If one remembers the fact that “nice” kernels define trace class integral operators in such a way that the trace can be recovered as the integral
$\int_{X}k(x,x)d\mu(x)$
over the diagonal (the basis of the trace formula for automorphic forms…), this sounds rather reasonable. There is however a difficulty: it is not so easy to write kernels $k(x,y)$ which both define a unitary operator, and are such that the integrals
$(\star)\quad\quad\quad\quad \int_{X}k(x,y)\overline{k(x,z)}d\mu(x)$
are well-defined in the usual sense! For instance, the most important unitary integral operator is certainly the Fourier transform, defined on $L^2(\mathbf{R},dx)$ , and its kernel is
$k(x,y)=e^{2i\pi xy},$
for which the integrals above are all undefined in the Lebesgue sense. This is natural: if the kernel $k(x,y)$ were square integrable on $X\times X$ , for instance, the corresponding integral operator on $L^2(X,\mu)$ would be compact, and its spectrum could not be contained in the unit circle (excluding the degenerate case of a finite-dimensional $L^2$ -space.)

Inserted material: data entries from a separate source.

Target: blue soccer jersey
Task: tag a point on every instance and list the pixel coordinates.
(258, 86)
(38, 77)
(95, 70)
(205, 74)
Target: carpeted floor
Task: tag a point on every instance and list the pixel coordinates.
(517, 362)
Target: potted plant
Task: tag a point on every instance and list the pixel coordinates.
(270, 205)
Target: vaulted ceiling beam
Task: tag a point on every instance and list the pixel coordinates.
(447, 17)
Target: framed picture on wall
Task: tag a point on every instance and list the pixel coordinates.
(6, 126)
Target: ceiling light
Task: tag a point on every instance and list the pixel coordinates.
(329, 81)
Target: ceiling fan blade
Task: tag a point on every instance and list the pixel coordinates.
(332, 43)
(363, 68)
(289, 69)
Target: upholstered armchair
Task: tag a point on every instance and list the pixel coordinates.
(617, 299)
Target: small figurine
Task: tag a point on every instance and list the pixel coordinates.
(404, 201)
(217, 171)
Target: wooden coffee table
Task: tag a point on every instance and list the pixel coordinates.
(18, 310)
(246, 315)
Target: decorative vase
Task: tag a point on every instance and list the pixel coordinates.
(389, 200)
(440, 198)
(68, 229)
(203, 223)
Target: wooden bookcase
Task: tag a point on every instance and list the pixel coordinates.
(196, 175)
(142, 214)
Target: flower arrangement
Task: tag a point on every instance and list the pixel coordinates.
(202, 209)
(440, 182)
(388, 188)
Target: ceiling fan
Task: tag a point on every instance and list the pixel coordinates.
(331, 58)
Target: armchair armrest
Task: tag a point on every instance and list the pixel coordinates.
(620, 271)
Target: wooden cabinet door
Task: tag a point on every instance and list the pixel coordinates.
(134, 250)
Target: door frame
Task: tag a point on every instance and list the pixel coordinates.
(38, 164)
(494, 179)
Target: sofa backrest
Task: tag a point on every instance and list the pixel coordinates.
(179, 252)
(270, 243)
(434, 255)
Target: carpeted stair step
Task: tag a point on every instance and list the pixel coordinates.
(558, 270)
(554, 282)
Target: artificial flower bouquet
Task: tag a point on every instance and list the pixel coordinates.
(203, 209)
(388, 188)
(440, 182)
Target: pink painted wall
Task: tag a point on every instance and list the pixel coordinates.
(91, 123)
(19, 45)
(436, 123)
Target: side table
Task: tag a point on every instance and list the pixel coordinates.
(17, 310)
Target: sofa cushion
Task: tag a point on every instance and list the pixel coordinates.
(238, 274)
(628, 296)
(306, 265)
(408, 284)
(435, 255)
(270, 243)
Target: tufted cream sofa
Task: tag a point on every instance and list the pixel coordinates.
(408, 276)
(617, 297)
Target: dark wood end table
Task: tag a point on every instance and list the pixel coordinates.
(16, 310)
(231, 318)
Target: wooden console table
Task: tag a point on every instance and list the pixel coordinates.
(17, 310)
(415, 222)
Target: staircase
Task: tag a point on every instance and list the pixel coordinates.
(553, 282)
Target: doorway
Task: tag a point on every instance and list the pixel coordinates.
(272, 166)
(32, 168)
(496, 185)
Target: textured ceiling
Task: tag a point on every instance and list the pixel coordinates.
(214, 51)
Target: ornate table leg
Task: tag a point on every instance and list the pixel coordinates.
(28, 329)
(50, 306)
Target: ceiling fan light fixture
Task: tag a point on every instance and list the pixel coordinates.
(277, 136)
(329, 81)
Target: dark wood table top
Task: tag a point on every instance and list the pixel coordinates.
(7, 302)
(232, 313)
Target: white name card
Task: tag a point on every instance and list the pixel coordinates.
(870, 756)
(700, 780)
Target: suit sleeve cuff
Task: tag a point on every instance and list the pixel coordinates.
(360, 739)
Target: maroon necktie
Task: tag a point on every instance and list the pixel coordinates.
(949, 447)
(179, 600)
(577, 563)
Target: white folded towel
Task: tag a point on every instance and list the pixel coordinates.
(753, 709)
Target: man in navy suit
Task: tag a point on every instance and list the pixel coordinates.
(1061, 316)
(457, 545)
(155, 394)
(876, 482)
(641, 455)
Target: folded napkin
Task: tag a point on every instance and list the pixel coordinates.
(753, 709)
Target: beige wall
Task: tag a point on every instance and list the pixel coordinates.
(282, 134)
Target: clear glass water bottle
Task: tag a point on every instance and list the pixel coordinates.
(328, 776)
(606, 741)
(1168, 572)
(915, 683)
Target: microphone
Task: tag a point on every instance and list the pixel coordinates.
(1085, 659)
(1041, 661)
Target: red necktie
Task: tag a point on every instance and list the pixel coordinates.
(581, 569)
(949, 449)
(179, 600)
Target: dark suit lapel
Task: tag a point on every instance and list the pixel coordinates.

This probably explains why this question of orthogonality of column vectors is not to be found in standard textbooks. There are some examples however where things do work.

We consider the space $H=L^2(\mathbf{R}^*,|x|^{-1}dx)$ , and as in the previous post, we look at the unitary operator
$T=\rho\Bigl(\begin{pmatrix}0&-1\\1&0\end{pmatrix}\Bigr),$
where $\rho$ is the principal series representation with eigenvalue $1/4$ of $\mathrm{PGL}_2(\mathbf{R})$ . The result of Cogdell and Piatetski-Shapiro already mentioned there shows that $T$ is, indeed, a unitary operator given by a smooth kernel $k(x,y)=j(xy)$ for some function $j$ on $\mathbf{R}^*$ . This function is explicit, and (as expected) not very integrable: we have
$j(x)=\begin{cases}-2\pi \sqrt{x}Y_0(4\pi\sqrt{x})\text{ for } x>0,\\4\sqrt{|x|}K_0(4\pi\sqrt{|x|})\text{ for } x<0.\end{cases}.$

Since it is classical that $Y_0(x)\approx x^{-1/2}$ for $x\rightarrow +\infty$ , this function is neither integrable nor square-integrable. But, the function $K_0$ on $[0,+\infty[$ decays exponentially at infinity! This means that the integrals $(\star)$ , which are given by
$\int_{\mathbf{R}^*}j(xy)\overline{j(xz)}\frac{dx}{|x|},$
make perfect sense when $y$ and $z$ have opposite sign (this requires also knowing that there is no problem at $0$ , but that is indeed the case, because the Bessel functions here have just a logarithmic singularity there, and the factors $\sqrt{|x|}$ eliminate the $|x|^{-1}$ in the integral.)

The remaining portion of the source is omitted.